Des Cendres, et des tentatives d'épuisement graphique


J'aurais voulu me promener dans cette arrière-cour, quelque part aux Pays Bas, aller caresser l'écorce de l'arbre là-bas au fond, juste pour vérifier qu'il existe, ou entendre les cris ou le chant de ces mendiants estropiés, mais rien ne fit: j'étais toujours dehors et le bruit était celui des visiteurs du Louvre, ou même des gardiens des salles. Plus je regarde (un tableau), moins j'en voit (net).
Les variations graphiques que j'ai fait autour des Mendiants de Bruegel, en dessin, en gravure, en collage, sont autant des tentatives de pénétrer ce tableau, d'en saisir quelque chose, l'histoire qu'il raconte ou bien celle qu'il cache.

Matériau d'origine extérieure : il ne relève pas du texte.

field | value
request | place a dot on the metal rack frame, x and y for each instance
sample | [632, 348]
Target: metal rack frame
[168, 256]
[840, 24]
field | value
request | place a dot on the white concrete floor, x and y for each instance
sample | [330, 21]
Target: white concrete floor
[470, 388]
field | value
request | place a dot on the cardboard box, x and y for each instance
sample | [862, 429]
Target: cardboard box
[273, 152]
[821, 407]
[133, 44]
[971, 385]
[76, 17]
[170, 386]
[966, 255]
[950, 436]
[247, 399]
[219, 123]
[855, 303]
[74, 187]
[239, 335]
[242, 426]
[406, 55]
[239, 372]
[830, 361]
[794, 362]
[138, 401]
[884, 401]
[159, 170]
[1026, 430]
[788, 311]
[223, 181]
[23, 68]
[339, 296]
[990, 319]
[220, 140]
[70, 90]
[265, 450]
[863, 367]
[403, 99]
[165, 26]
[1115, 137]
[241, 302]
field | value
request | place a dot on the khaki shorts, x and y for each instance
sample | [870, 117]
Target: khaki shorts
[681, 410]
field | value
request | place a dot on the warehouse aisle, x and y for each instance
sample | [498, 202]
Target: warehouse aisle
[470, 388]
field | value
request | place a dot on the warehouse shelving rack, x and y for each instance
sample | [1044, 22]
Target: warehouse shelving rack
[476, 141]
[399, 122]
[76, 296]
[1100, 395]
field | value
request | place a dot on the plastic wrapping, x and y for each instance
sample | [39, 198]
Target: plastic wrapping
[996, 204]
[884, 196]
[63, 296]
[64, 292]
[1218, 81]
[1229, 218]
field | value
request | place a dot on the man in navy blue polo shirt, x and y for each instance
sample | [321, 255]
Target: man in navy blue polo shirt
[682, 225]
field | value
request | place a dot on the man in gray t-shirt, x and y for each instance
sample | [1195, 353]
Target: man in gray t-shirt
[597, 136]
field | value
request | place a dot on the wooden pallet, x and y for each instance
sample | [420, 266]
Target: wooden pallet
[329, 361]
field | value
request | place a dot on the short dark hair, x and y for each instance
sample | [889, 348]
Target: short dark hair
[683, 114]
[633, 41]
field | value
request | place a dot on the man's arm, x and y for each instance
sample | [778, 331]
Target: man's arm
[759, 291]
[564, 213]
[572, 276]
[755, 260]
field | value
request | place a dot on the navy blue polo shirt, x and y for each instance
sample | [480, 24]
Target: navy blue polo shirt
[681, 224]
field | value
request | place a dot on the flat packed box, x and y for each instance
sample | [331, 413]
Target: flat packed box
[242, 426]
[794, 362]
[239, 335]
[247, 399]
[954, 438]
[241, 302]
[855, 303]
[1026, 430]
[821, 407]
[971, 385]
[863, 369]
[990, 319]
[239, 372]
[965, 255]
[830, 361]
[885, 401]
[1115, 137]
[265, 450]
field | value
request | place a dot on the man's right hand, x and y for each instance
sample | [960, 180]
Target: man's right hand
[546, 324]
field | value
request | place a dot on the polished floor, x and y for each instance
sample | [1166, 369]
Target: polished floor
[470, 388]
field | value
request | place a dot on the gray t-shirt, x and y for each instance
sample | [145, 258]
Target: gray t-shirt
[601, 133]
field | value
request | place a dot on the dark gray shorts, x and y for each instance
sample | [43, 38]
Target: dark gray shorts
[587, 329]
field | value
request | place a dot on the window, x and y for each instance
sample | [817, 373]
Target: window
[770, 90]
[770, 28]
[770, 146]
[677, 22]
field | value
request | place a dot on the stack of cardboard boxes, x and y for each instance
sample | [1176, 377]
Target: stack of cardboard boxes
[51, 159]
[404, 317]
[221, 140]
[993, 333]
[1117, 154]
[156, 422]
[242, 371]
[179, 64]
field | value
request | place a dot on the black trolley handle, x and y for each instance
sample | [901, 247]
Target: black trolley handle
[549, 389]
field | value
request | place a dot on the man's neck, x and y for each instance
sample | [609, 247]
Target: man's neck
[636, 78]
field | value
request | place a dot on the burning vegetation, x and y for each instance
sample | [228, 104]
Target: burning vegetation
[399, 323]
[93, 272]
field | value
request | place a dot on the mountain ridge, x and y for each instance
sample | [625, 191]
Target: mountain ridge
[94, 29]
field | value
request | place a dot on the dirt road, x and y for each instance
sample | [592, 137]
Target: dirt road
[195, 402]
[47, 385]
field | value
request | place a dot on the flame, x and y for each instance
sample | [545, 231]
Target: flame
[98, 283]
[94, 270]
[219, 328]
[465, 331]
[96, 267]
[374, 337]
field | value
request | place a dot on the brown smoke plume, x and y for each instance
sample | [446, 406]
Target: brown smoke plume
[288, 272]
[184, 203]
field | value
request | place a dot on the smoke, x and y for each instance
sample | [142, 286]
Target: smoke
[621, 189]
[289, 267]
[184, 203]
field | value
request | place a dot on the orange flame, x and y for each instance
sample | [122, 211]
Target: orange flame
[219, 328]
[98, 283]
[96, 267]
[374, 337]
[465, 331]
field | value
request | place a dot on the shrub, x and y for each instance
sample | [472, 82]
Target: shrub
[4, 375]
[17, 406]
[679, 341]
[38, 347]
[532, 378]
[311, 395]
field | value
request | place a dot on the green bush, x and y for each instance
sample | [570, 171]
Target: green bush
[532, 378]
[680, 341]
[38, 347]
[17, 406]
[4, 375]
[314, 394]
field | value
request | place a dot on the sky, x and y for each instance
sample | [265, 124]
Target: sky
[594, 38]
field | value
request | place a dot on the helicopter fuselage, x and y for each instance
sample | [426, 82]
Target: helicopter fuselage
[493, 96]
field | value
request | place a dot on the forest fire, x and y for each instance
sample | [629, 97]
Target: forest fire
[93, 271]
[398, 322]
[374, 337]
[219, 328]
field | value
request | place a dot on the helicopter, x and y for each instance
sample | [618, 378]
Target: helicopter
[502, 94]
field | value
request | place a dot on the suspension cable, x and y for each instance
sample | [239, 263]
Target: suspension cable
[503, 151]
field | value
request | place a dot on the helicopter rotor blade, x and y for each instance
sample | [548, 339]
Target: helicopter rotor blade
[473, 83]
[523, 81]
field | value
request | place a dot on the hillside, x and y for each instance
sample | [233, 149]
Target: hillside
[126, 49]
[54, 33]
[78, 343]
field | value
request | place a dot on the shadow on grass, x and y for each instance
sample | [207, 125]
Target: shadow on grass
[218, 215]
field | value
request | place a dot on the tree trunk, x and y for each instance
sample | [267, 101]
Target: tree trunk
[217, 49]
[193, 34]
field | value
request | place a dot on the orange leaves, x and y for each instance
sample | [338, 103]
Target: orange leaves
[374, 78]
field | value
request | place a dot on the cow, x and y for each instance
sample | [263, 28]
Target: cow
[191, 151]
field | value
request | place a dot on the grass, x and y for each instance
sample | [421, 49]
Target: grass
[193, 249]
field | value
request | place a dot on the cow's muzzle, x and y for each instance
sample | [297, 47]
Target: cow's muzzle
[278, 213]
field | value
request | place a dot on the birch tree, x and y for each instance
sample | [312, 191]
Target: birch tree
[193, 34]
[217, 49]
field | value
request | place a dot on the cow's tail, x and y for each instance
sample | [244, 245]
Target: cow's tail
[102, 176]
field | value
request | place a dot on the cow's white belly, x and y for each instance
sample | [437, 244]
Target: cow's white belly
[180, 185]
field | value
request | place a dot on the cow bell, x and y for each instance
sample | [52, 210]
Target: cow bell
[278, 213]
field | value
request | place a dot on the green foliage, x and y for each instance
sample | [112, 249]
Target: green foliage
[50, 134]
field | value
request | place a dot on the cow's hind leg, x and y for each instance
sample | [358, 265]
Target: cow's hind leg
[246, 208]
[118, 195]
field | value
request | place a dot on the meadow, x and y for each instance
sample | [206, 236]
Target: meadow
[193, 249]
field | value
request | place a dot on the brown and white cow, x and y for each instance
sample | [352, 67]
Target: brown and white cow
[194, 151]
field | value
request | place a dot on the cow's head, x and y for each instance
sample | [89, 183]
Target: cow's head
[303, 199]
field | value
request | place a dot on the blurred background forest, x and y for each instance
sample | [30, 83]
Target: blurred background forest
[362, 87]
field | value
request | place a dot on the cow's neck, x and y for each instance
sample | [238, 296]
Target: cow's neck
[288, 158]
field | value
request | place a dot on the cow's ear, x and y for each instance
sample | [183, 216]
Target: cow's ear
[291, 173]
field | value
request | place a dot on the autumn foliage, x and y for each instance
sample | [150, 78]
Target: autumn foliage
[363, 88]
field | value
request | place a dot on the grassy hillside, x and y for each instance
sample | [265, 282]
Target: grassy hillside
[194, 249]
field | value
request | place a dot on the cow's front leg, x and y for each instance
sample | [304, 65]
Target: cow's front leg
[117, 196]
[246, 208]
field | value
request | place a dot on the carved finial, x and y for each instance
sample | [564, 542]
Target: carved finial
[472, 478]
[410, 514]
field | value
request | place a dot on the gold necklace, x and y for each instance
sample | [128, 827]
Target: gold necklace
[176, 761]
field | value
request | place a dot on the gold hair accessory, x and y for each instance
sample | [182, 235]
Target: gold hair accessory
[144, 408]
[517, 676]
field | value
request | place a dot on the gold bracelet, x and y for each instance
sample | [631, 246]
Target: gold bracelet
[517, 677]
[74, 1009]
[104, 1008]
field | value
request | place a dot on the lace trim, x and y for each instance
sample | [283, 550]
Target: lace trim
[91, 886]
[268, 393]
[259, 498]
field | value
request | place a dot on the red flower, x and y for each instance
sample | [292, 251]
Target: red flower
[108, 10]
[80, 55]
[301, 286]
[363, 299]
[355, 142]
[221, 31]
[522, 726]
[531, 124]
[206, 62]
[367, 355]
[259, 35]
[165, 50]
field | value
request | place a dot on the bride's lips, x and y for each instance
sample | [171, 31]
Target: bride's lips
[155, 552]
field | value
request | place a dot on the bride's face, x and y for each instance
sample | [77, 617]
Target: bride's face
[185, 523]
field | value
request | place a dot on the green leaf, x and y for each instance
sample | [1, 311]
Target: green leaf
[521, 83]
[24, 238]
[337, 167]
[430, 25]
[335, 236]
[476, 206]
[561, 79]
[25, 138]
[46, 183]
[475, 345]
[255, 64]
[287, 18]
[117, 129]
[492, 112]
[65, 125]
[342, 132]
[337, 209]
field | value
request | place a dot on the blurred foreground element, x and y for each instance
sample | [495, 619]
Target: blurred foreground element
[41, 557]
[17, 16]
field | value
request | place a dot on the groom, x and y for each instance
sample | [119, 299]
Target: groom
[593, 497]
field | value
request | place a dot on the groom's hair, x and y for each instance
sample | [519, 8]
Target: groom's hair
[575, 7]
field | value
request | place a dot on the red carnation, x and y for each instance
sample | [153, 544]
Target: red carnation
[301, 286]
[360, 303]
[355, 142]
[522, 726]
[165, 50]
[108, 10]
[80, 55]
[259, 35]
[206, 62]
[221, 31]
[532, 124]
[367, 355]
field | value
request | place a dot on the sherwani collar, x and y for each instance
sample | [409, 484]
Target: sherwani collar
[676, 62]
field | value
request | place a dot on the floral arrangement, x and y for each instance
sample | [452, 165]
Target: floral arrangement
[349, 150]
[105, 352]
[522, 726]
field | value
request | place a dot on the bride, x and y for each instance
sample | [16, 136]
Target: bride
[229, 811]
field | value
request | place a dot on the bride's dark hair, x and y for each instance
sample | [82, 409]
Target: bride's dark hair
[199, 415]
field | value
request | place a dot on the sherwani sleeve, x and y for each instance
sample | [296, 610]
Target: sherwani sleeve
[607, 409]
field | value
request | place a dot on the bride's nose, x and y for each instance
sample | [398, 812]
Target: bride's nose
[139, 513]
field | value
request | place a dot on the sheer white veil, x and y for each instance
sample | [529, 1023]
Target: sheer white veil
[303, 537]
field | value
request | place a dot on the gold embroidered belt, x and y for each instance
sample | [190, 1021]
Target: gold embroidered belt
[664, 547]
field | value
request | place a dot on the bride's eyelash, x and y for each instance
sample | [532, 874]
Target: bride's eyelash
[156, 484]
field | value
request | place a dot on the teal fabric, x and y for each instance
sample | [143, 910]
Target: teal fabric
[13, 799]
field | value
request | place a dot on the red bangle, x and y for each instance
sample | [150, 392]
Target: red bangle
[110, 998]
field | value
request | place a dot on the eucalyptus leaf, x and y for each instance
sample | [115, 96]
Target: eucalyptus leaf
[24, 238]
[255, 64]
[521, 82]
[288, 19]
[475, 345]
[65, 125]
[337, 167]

"Certains interprètes de bonne renommée veulent reconnaître dans ce tableau cinq ou six pendus redescendus de la potence, libres à nouveau de se déplacer sur de la terre battue, au nom de je ne sais quelle remise de peine – contents d’être en vie, on peut le supposer, et prêts à supporter le fardeau des rescapés. Ils avaient fait des razzias deux semaines plus tôt, ils avaient embroché des prêtres et violé des nonnes, tant bien que mal, faisant de ces cliquetis incompatibles avec l’amour, incompatibles avec l’héroïsme crapuleux du violeur ; puis s’en étaient allés avec des brioches sous le bras, des calices d’or, un portrait du Seigneur, un de plus, par Petrus Christus. On les a rattrapés à la sortie de la ville : un seul filet avait suffit, ils gigotaient tous dans la nasse, convaincus alors d’une seule chose, ces innocents, une seule, sur le moment : il faut s’entretuer pour s’en sortir vivant. "
Pierre Senges, Cendres des hommes et des bulletins, Le Tripode, 2016.